2004-12-17 05:26:18 AM
cppbuilder14
In debugging a code I have the following line
printf( "%e", log(2.0) - log(2.0))
which should be zero. What I get is
-2.320193e-17
Any ideas?
 
 

Re:log(2.0)-log(2.0)

Quote
In debugging a code I have the following line

printf( "%e", log(2.0) - log(2.0))

which should be zero. What I get is

-2.320193e-17

Any ideas?
Look pretty close to zero to me ;^).
Look at these links:
docs.sun.com/source/806-3568/ncgTOC.html
Esp. Appendix D
Regards,
Bruce
 

Re:log(2.0)-log(2.0)

I understand floating point arithmetic, but the computer should still give
me zero in this case. The numbers are EXACTLY the same.
Cory
" Bruce Salzman" < XXXX@XXXXX.COM >wrote in message
Quote

>In debugging a code I have the following line
>
>printf( "%e", log(2.0) - log(2.0))
>
>which should be zero. What I get is
>
>-2.320193e-17
>
>Any ideas?

Look pretty close to zero to me ;^).

Look at these links:

docs.sun.com/source/806-3568/ncgTOC.html

Esp. Appendix D

Regards,
Bruce

 

{smallsort}

Re:log(2.0)-log(2.0)

On 2004-12-16 4:26 PM, cory wrote:
Quote
In debugging a code I have the following line

printf( "%e", log(2.0) - log(2.0))

which should be zero. What I get is

-2.320193e-17
Maybe the compiler is doing something like this,
which it is allowed to do:
set the floating-point hardware to use 80-bit
'long double' internally
have the floating-point hardware compute ln 2
and store that value into a double, which
loses some precision
have the floating-point hardware compute ln 2
and leave it on the floating-point stack
push the stored value onto the stack
subtract and pop the result into a double
Then the result would be something like
long double x0 = 0.693147180559945309417;
double x1 = 0.693147180559945;
double x3 = x1 - x0; // -0.000000000000000309...
which is about what you report. Of course, the lossy
conversion to double takes place in binary, so it
doesn't give a value exactly equal to the decimal
0.693147180559945; but I bet you can create a test
program this way that reproduces your observed
discrepancy exactly.
If you want the answer to be exactly zero, then store
intermediate values into doubles. There are probably
compiler options to force such stores, but writing it
explicitly is more portable.
 

Re:log(2.0)-log(2.0)

"cory" < XXXX@XXXXX.COM >wrote in message
Quote
I understand floating point arithmetic, but the computer should still
give me zero in this case. The numbers are EXACTLY the same.
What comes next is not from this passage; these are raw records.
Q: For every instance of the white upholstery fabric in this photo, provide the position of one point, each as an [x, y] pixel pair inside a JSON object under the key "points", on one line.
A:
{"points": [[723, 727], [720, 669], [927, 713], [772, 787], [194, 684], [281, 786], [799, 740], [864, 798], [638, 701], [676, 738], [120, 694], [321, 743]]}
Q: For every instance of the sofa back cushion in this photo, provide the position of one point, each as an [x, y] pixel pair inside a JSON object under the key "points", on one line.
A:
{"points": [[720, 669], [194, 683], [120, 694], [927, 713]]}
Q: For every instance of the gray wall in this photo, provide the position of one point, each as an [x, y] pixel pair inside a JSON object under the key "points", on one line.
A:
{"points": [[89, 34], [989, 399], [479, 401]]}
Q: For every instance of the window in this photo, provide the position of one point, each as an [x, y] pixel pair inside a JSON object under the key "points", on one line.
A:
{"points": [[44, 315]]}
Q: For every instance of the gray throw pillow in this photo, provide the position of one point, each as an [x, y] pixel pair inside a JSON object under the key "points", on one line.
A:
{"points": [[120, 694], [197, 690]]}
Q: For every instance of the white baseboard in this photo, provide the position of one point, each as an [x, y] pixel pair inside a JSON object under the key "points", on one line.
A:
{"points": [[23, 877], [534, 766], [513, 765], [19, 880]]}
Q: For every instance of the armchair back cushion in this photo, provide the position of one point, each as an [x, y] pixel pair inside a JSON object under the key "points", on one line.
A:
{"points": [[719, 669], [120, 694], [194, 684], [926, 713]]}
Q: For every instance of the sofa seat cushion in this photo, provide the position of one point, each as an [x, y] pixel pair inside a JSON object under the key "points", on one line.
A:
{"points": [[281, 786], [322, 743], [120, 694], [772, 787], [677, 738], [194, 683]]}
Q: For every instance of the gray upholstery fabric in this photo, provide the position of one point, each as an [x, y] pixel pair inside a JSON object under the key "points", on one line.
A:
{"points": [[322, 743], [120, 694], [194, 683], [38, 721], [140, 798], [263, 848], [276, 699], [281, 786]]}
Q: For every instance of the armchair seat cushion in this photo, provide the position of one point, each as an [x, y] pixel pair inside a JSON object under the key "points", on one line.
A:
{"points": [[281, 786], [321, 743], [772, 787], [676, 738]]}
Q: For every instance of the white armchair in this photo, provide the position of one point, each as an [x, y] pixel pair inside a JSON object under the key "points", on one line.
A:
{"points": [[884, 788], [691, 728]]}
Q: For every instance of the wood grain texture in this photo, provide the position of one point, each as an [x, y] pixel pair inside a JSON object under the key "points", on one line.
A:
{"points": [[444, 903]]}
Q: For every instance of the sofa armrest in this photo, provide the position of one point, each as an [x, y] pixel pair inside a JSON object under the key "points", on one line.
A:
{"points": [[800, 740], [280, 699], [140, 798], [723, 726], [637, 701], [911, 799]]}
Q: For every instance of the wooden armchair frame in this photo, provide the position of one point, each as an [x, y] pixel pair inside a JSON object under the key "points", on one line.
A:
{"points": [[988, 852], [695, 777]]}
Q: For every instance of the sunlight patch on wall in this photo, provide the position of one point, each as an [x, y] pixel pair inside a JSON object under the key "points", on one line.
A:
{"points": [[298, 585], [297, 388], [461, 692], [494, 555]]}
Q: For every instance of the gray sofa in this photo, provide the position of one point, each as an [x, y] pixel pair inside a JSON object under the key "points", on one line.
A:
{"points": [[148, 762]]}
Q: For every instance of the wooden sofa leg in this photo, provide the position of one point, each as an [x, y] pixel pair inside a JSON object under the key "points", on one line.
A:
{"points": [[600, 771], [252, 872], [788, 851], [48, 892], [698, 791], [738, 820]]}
Intuitively, I agree. But floating point math on a computer isn't
always intuitive. Things like
x*y != y*x
or
x < y but 1.0 * x>y
happen.
If you want to test for equality, or test the results of a computation
for zero, it is usually advisable to use a threshold.
See Greg's answer for an explanation of what is no doubt happening in
your example.
HTH,
Bruce
 

Re:log(2.0)-log(2.0)

Quote
I understand floating point arithmetic, but the computer
should still give me zero in this case. The numbers
are EXACTLY the same.
I don't think so.
Intermediate results in the floating point coprocessor
are handled in a register which has extra length for
maintaining precision. Because of the way you formed
the expression in your code one of the terms in that
expression is in that intermediate register and the
other is not. Have the compiler create an assembly
source file from your code and read the processor
instructions.
support.intel.com/design/PentiumIII/documentation.htm
docs.sun.com/source/806-3568/ncg_goldberg.html
www.math.grin.edu/~stone/courses/fundamentals/IEEE-reals.html
docs.sun.com/app/docs/doc/800-7895/6hos0aou4
. Ed
Quote
cory wrote in message
news: XXXX@XXXXX.COM ...
 

Re:log(2.0)-log(2.0)

I ran a little test and you are correct. Thanks for pointing that out.
Cory
"Greg Chicares" < XXXX@XXXXX.COM >wrote in message
Quote
On 2004-12-16 4:26 PM, cory wrote:

>In debugging a code I have the following line
>
>printf( "%e", log(2.0) - log(2.0))
>
>which should be zero. What I get is
>
>-2.320193e-17

Maybe the compiler is doing something like this,
which it is allowed to do:

set the floating-point hardware to use 80-bit
'long double' internally
have the floating-point hardware compute ln 2
and store that value into a double, which
loses some precision
have the floating-point hardware compute ln 2
and leave it on the floating-point stack
push the stored value onto the stack
subtract and pop the result into a double

Then the result would be something like
long double x0 = 0.693147180559945309417;
double x1 = 0.693147180559945;
double x3 = x1 - x0; // -0.000000000000000309...
which is about what you report. Of course, the lossy
conversion to double takes place in binary, so it
doesn't give a value exactly equal to the decimal
0.693147180559945; but I bet you can create a test
program this way that reproduces your observed
discrepancy exactly.

If you want the answer to be exactly zero, then store
intermediate values into doubles. There are probably
compiler options to force such stores, but writing it
explicitly is more portable.